1. Install dependency libraries and prepare data
Before starting training, install corresponding dependency libraries, such as PyTorch, CUDA, CUDNN, etc., and prepare training data. For details about how to perform these operations, see DDRNet official documents.
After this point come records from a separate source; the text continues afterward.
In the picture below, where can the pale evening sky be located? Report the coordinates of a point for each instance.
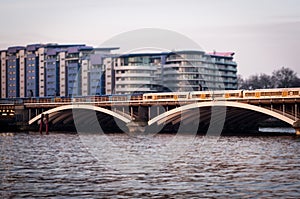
(264, 34)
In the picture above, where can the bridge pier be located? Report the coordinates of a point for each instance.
(296, 126)
(138, 126)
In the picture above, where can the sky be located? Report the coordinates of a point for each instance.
(264, 34)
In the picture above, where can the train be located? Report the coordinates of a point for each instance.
(168, 96)
(226, 94)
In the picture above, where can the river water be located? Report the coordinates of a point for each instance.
(64, 165)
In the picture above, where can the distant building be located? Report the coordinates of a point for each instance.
(42, 70)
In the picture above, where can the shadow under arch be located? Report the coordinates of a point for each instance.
(177, 111)
(125, 118)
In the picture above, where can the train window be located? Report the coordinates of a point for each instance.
(249, 94)
(284, 93)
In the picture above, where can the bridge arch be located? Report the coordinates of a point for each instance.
(81, 106)
(178, 110)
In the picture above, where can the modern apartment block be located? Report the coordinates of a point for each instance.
(176, 71)
(42, 70)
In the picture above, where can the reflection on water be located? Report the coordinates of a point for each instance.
(60, 165)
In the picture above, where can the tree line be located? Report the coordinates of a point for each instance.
(281, 78)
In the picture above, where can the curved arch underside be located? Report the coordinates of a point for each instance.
(55, 115)
(235, 113)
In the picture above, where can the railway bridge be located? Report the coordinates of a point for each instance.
(145, 114)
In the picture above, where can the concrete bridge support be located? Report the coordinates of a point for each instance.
(296, 126)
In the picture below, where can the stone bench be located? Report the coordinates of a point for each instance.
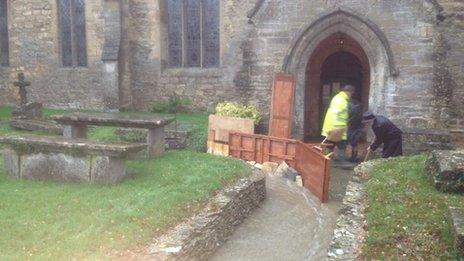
(66, 160)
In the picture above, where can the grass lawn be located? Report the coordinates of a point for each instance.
(197, 121)
(406, 217)
(46, 220)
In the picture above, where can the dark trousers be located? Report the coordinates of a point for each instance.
(393, 146)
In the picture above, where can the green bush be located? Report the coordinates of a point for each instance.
(234, 109)
(173, 105)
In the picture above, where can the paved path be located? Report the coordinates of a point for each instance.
(290, 225)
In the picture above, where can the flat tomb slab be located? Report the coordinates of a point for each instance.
(104, 119)
(457, 223)
(57, 159)
(446, 170)
(34, 143)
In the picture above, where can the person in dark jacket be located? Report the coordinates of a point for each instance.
(355, 127)
(385, 132)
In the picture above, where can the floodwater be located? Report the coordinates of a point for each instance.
(290, 225)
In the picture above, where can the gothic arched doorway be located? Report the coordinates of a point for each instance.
(338, 60)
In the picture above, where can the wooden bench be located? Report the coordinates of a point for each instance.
(66, 160)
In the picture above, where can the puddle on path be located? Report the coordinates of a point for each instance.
(290, 225)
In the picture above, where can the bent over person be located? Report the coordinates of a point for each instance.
(336, 120)
(385, 132)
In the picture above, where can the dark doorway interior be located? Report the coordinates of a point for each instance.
(338, 60)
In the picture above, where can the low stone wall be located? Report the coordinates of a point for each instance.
(417, 140)
(199, 237)
(457, 226)
(349, 233)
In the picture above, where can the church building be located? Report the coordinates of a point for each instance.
(405, 57)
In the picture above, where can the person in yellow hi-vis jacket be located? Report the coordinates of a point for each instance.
(336, 120)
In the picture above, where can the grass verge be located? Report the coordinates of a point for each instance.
(42, 220)
(406, 217)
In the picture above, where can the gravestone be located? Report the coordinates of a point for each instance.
(457, 226)
(25, 110)
(446, 170)
(28, 115)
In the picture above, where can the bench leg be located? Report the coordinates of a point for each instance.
(75, 131)
(156, 142)
(107, 170)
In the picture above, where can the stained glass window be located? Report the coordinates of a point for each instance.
(193, 33)
(174, 8)
(4, 50)
(79, 32)
(72, 33)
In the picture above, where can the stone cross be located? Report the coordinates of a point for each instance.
(22, 84)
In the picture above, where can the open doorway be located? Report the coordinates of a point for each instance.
(338, 60)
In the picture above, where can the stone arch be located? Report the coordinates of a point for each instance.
(372, 40)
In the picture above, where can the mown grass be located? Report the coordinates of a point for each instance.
(406, 217)
(47, 220)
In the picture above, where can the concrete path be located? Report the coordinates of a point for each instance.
(290, 225)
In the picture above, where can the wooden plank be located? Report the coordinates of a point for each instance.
(313, 166)
(280, 124)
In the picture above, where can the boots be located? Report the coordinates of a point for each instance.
(354, 155)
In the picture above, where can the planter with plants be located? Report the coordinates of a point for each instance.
(230, 117)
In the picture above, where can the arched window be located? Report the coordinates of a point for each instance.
(193, 33)
(4, 50)
(72, 32)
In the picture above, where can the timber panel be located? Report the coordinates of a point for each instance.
(280, 124)
(313, 166)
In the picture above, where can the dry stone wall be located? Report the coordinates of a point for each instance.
(35, 49)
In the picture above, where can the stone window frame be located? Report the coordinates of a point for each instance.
(195, 70)
(74, 48)
(5, 61)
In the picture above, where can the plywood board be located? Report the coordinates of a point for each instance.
(280, 124)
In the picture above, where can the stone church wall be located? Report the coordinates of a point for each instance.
(425, 37)
(35, 49)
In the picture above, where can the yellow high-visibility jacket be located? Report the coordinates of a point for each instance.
(337, 115)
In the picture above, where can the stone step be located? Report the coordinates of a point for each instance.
(446, 170)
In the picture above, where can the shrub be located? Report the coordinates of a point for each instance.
(173, 105)
(234, 109)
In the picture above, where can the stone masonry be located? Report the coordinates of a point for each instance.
(415, 52)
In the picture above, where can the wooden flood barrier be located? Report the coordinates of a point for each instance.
(313, 166)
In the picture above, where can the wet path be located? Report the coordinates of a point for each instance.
(290, 225)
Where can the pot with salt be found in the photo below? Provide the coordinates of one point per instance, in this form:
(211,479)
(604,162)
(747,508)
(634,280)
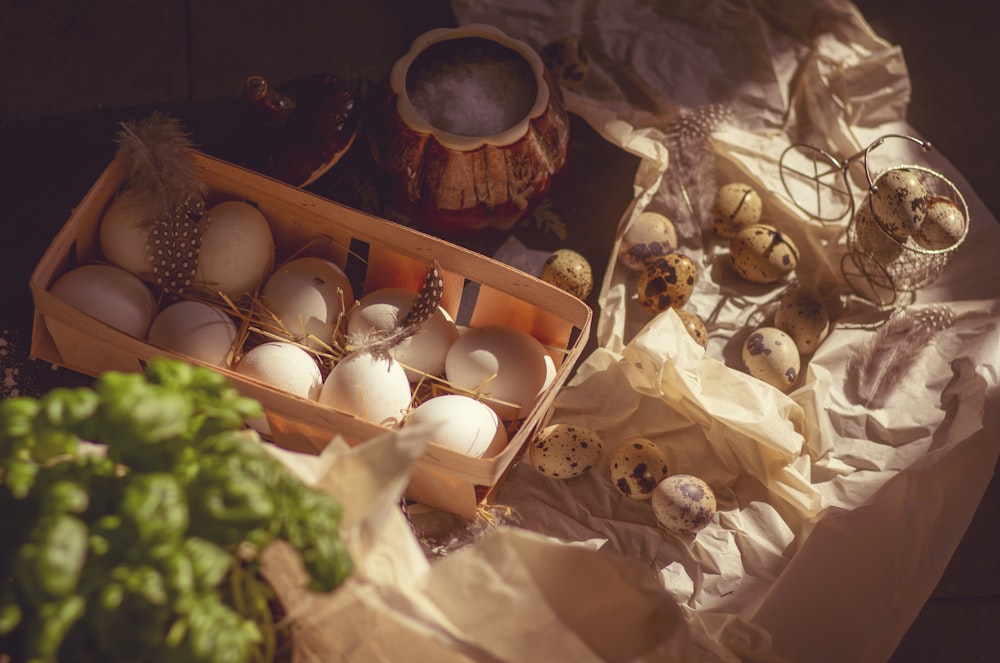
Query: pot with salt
(470,131)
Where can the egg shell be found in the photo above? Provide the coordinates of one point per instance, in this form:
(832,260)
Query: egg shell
(651,235)
(637,466)
(873,239)
(284,366)
(761,253)
(461,423)
(564,451)
(667,282)
(944,224)
(683,504)
(124,238)
(237,250)
(502,363)
(369,387)
(802,316)
(109,294)
(567,61)
(569,271)
(900,201)
(420,354)
(736,206)
(308,296)
(694,326)
(195,329)
(770,355)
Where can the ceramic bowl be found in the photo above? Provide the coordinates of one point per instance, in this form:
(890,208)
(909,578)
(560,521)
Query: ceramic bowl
(470,130)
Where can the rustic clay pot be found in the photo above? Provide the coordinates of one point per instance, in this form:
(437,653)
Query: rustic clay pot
(458,175)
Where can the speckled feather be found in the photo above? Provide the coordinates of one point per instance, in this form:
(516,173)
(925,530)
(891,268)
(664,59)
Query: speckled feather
(163,182)
(427,302)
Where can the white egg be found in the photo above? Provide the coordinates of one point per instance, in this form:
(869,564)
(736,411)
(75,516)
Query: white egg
(504,364)
(369,387)
(683,504)
(462,423)
(195,329)
(900,201)
(651,235)
(770,355)
(111,295)
(237,250)
(308,295)
(736,206)
(637,465)
(564,451)
(803,317)
(124,239)
(425,351)
(284,366)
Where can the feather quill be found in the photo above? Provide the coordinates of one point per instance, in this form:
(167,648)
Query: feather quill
(380,342)
(689,183)
(164,188)
(885,358)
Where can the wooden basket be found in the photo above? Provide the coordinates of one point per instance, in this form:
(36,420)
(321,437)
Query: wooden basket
(305,224)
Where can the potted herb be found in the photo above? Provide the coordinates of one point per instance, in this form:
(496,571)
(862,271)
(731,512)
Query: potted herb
(144,547)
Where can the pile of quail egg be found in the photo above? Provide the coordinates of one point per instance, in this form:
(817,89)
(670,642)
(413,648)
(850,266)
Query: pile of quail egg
(761,253)
(682,503)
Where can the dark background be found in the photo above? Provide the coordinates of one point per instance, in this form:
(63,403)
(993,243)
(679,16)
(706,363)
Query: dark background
(70,71)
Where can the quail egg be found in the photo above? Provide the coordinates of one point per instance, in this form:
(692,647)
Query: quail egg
(943,226)
(900,201)
(567,61)
(694,326)
(770,355)
(637,465)
(651,235)
(683,504)
(736,206)
(803,317)
(667,282)
(873,240)
(568,270)
(763,254)
(564,451)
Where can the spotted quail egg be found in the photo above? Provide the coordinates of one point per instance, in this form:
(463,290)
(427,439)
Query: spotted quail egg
(567,61)
(568,270)
(736,206)
(667,282)
(763,254)
(900,201)
(943,226)
(694,326)
(683,503)
(651,235)
(771,355)
(564,451)
(637,465)
(802,316)
(873,239)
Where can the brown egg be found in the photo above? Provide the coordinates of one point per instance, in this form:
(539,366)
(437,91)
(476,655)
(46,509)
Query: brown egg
(762,254)
(667,282)
(694,326)
(568,270)
(637,466)
(564,451)
(737,205)
(943,226)
(803,317)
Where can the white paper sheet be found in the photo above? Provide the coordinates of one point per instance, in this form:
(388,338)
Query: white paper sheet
(835,521)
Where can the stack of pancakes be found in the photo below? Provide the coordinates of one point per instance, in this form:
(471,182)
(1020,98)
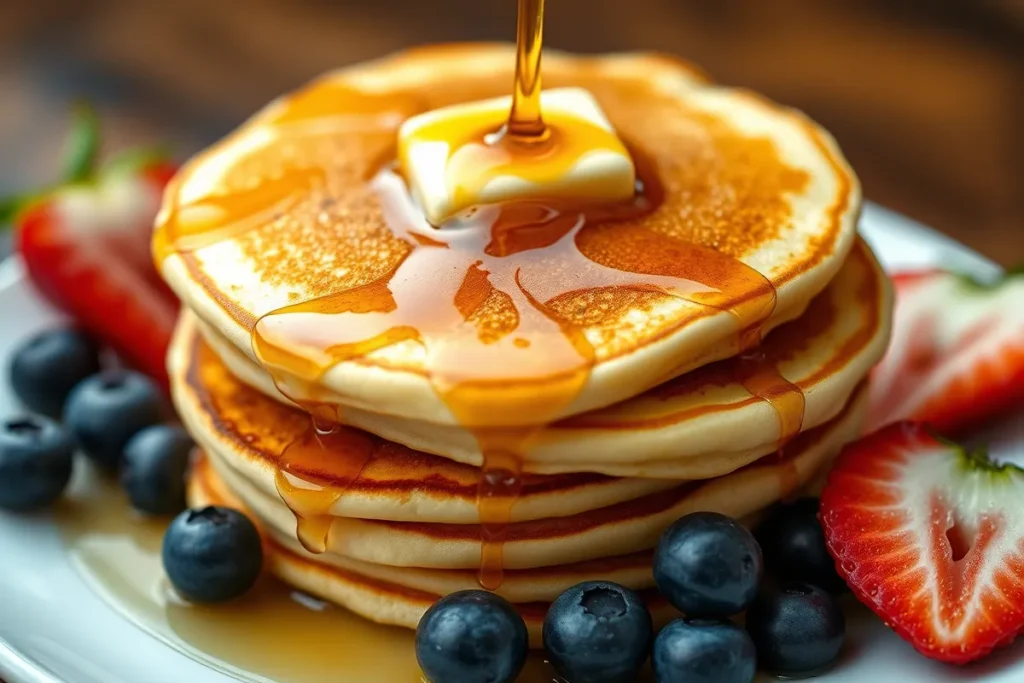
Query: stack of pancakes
(367,465)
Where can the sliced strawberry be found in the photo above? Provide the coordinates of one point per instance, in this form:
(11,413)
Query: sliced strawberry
(931,538)
(956,354)
(86,248)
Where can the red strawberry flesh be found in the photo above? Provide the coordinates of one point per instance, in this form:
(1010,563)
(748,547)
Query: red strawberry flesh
(931,539)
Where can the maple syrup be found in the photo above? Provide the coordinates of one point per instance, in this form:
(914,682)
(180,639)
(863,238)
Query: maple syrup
(525,119)
(273,633)
(526,253)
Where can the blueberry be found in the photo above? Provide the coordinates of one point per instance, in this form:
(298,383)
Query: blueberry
(46,368)
(797,630)
(107,410)
(471,637)
(598,632)
(794,546)
(35,463)
(704,651)
(212,554)
(708,565)
(154,473)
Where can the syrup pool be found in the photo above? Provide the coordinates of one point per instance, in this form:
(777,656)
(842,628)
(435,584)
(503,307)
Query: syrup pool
(273,634)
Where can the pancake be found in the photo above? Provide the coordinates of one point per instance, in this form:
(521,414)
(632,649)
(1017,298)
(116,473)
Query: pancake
(294,241)
(249,432)
(623,528)
(372,597)
(701,425)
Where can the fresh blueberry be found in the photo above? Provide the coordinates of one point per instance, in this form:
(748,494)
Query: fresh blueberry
(704,651)
(708,565)
(107,410)
(797,630)
(471,637)
(598,632)
(35,463)
(212,554)
(794,546)
(154,472)
(45,369)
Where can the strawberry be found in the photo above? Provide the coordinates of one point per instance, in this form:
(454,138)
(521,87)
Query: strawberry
(85,244)
(931,538)
(956,354)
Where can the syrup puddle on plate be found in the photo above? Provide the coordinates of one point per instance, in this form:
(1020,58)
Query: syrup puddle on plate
(274,634)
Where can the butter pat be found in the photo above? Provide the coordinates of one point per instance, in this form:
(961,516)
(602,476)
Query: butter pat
(457,157)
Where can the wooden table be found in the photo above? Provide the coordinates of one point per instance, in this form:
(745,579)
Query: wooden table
(924,95)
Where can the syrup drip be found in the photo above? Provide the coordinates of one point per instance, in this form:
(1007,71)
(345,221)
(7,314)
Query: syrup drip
(497,494)
(527,253)
(525,119)
(315,469)
(761,377)
(528,256)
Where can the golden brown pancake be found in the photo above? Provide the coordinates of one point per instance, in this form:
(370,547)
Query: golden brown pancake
(371,597)
(622,528)
(249,432)
(295,242)
(700,425)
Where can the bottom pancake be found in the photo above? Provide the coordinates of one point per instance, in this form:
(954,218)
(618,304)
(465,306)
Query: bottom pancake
(376,598)
(623,528)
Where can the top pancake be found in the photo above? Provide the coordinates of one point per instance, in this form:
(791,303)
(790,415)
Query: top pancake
(702,424)
(297,210)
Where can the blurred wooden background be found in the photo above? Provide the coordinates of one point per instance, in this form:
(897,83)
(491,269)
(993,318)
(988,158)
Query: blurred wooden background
(926,96)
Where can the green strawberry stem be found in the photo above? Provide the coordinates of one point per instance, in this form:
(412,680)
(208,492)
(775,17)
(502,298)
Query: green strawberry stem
(83,144)
(79,165)
(130,162)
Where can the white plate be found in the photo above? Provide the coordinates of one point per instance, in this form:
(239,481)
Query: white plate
(54,628)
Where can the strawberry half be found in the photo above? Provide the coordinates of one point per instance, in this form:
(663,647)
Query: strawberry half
(956,354)
(86,248)
(931,538)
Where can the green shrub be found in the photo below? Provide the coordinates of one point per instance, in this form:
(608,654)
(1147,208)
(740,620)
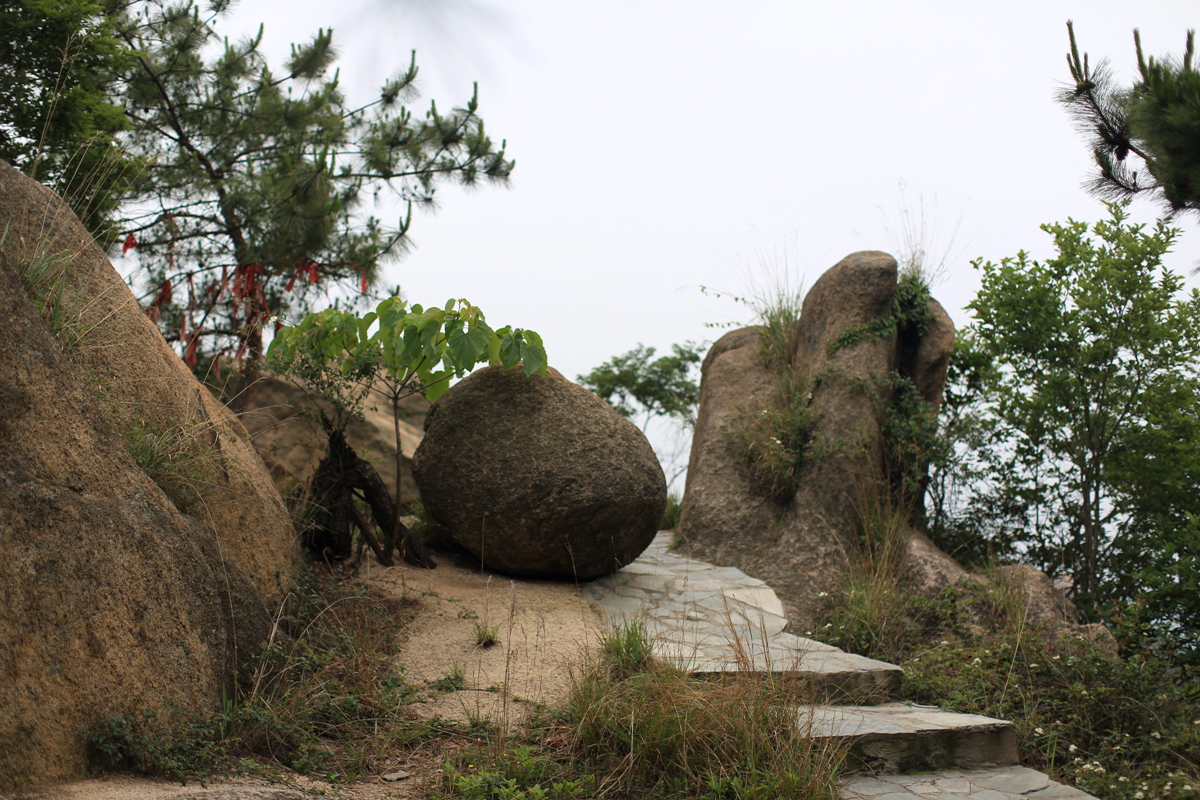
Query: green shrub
(672,511)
2. Modify the configuration file. You need to specify some parameters in the configuration file, such as data set path, learning rate, batch size, and number of training rounds. During single-card training, batch_size should be set to a smaller value to adapt to the video memory of a single card. In addition, you need to set num_gpus to 1 to indicate that only one video card will be used. Here is the code for a sample configuration file, where you need to take care to modify parameters such as the data set path:
# train config DATASET: ROOT: './data' NAME: 'cityscapes' TRAIN_SET: 'train' TEST_SET: 'val' INPUT_SIZE: [769, 769] BASE_SIZE: 769 SCALE_FACTOR: [0.5, 0.75, 1.0, 1.25, 1.5, 1.75, 2.0] CROP_SIZE: [769, 769] IGNORE_LABEL: 255 MEAN: [0.485, 0.456, 0.406] STD: [0.229, 0.224, 0.225] NUM_CLASSES: 19 TRAIN: MULTI_SCALE: True FLIP: True IGNORE_LABEL: 255 BASE_SIZE: 769 CROP_SIZE: [769, 769] BATCH_SIZE_PER_GPU: 2 NUM_WORKERS: 4 LEARNING_RATE: 0.001 MOMENTUM: 0.9 WEIGHT_DECAY: 0.0001 POWER: 0.9 MAX_ITER: 80000 WARMUP_STEPS: 1000 WARMUP_FACTOR: 1.0 / 3.0 SAVE_PRED_EVERY: 10000 SNAPSHOT_DIR: './snapshots/' LOG_DIR: './logs/' DISPLAY_INTERVAL: 20 GPU_ID: 0 NUM_GPUS: 1
3. Modify the train.py file. The
DDRNet training script is changed to the train.py file. In the train.py file, add the following code:
import torch.distributed as dist from torch.nn.parallel import DistributedDataParallel # Add this line to initialize the process group dist.init_process_group('nccl', init_method='env://') # Modify the model instantiation to use DistributedDataParallel model = DDRNet(num_classes=args.num_classes, pretrained=True) model = DistributedDataParallel(model.cuda())
These changes are intended to initialize process groups and allel the model to use DistributedDataParallel data. 10.